Temel sorumuz şu: Türkiye'de siyaset ortamını zehirleyen nedir? Ait olduğumuz grupların yaşam tarzı ve değerlerine iman etmişçesine fanatik olarak sorgulamadan bağlılığımız mı? O zihinsel çerçevenin tabir caizse hapishanenin dışına çıkmayı bir an olsun düşünemememizin nedeni Nietzsche'nin dikkat çektiği ait olduğumuz gruptan aforoz edilme korkaklığı menfaatçilik boş vermişlik tembellikten kaynaklanan "konformizm" mi?
Hizmet demokrasisi dediğimiz sistem niçin bu ülkede çalışmıyor? Nasıl oluyor da "Lağım içinde yaşarım ama yaşam tarzıma dokundurtmam" diyor insanlar? O lağım ortamında kendilerini medeni sanıp başkalarını da kendileri gibi yaşamaya zorluyorlar?
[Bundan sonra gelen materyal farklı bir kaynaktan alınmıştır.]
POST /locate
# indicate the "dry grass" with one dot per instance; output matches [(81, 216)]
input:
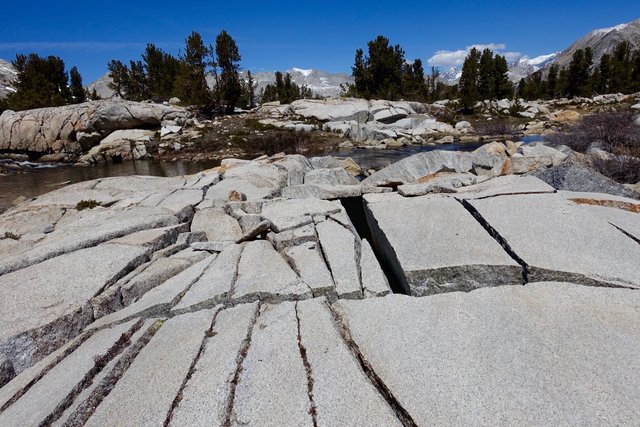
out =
[(496, 127), (630, 207), (614, 132)]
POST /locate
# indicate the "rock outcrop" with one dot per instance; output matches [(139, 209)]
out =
[(74, 128), (223, 298)]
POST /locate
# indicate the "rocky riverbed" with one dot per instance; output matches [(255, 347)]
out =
[(111, 131), (446, 288)]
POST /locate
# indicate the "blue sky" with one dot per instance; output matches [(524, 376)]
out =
[(280, 35)]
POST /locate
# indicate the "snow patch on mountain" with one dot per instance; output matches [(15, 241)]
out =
[(8, 77), (305, 73), (603, 31)]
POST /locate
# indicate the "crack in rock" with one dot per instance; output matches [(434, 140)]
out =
[(626, 233), (84, 411), (313, 410), (100, 362), (242, 355), (498, 238), (342, 326), (79, 340), (208, 334)]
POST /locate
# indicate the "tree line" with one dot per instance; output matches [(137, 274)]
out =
[(385, 73), (159, 75), (484, 76), (43, 82), (618, 72), (284, 90)]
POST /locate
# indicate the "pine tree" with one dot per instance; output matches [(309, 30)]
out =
[(160, 69), (360, 77), (77, 91), (468, 85), (620, 68), (634, 85), (42, 82), (503, 86), (191, 85), (601, 84), (228, 59), (486, 76), (119, 75), (552, 81), (251, 90)]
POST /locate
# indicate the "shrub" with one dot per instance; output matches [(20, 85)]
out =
[(286, 141), (496, 127), (622, 169), (615, 132)]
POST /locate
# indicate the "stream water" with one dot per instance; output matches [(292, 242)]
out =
[(36, 179)]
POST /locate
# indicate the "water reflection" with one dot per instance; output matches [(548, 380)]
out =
[(31, 183), (378, 159), (38, 181)]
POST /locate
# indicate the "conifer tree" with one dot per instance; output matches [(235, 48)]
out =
[(119, 75), (552, 82), (486, 76), (251, 90), (77, 91), (468, 85), (42, 82), (161, 69), (620, 68), (385, 74), (228, 58), (191, 85), (503, 86)]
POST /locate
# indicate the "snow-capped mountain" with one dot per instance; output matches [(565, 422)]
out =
[(526, 66), (517, 69), (451, 76), (8, 76), (320, 82), (602, 41)]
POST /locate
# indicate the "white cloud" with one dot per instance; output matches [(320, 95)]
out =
[(83, 45), (455, 58)]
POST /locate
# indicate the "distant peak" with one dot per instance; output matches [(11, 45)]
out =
[(305, 73), (611, 29)]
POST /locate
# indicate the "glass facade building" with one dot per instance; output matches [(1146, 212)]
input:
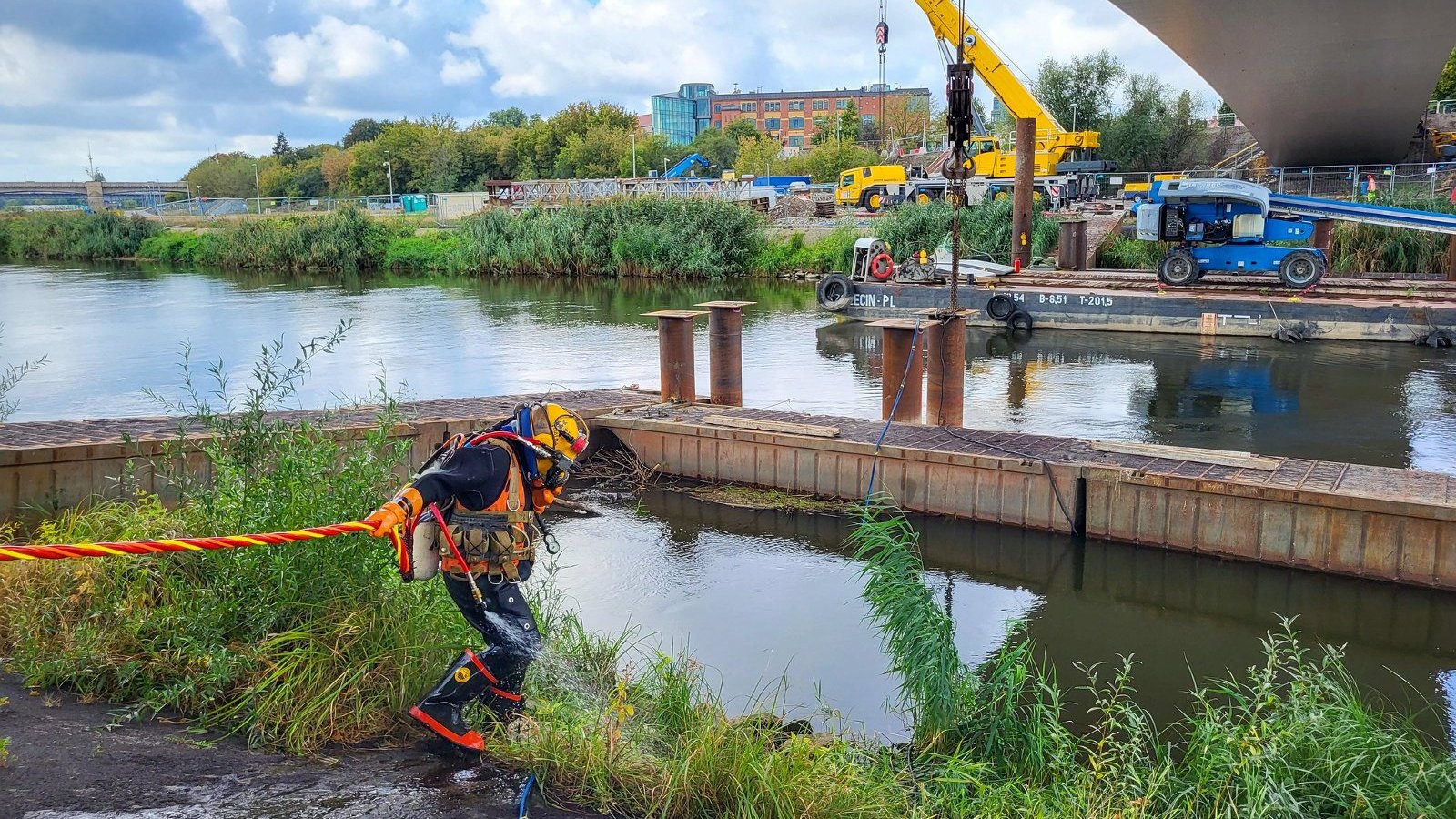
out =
[(682, 116)]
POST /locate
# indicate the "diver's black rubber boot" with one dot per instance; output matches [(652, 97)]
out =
[(466, 680)]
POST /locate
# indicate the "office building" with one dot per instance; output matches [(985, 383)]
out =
[(682, 116)]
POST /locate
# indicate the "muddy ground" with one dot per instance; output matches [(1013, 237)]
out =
[(72, 761)]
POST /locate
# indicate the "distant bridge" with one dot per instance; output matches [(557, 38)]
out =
[(96, 194), (1317, 82)]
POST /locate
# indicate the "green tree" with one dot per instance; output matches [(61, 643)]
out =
[(1446, 85), (363, 131), (1089, 84), (720, 149), (594, 153), (223, 175), (743, 128), (1158, 130), (281, 150), (757, 157), (507, 118)]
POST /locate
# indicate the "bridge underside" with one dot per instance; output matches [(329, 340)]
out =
[(1317, 82)]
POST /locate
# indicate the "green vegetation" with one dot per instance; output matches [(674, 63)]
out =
[(793, 254), (1154, 127), (1366, 248), (73, 235), (628, 237), (295, 646), (300, 646), (1125, 252)]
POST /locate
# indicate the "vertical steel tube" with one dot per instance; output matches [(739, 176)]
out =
[(945, 370), (1067, 245), (900, 346), (674, 337), (1021, 196), (1324, 234), (725, 351)]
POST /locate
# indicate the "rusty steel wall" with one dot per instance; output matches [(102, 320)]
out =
[(1410, 542), (1407, 542), (1317, 82), (996, 490)]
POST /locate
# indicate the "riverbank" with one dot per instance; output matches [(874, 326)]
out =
[(628, 237), (69, 755)]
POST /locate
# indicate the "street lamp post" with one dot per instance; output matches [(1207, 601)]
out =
[(389, 171)]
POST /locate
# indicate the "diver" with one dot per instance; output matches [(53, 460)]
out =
[(473, 515)]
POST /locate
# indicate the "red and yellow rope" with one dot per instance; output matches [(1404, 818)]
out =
[(179, 545)]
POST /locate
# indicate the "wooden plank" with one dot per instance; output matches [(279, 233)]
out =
[(1216, 457), (762, 426)]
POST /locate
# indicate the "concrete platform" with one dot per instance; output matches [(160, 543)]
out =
[(1397, 525), (48, 465)]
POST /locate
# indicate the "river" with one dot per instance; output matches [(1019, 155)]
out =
[(769, 601)]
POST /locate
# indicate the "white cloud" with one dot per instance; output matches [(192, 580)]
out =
[(332, 50), (456, 70), (31, 73), (575, 47), (226, 29)]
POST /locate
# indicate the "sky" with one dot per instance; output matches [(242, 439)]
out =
[(150, 86)]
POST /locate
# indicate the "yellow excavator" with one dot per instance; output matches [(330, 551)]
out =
[(1057, 149)]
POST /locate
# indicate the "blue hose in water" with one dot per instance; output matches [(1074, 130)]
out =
[(526, 793)]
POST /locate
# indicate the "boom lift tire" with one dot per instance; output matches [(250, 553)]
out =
[(999, 307), (1178, 268), (834, 292), (1300, 270)]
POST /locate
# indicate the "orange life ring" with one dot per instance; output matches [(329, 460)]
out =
[(883, 267)]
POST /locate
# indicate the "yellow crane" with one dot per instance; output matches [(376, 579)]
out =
[(1057, 149)]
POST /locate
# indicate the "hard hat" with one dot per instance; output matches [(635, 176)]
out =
[(558, 430)]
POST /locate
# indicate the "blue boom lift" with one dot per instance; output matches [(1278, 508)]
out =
[(686, 164), (1227, 225)]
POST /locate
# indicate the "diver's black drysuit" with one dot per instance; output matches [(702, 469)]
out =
[(477, 475)]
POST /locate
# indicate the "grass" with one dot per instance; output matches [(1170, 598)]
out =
[(1366, 248), (306, 644), (295, 646), (73, 235)]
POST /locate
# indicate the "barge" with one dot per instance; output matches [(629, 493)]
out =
[(1350, 309)]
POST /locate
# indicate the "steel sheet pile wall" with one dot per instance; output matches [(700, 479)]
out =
[(1361, 521)]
Acaba bu tepki bin yıldır din simsarlarının atalarına yaptıklarını tersine döndürme hınç alma refleksi midir?
Metropollerde menşei belirsiz manipülasyonlardan bîhaber "çağdaş" ve "ilerici" iddialarla sokaklara dökülen yer yer diplomalı özenti lumpenlerin psikolojik derinliklerine inilmeden siyasetimizdeki nefret ortamının çözümlenmesi kolay olmayacaktır".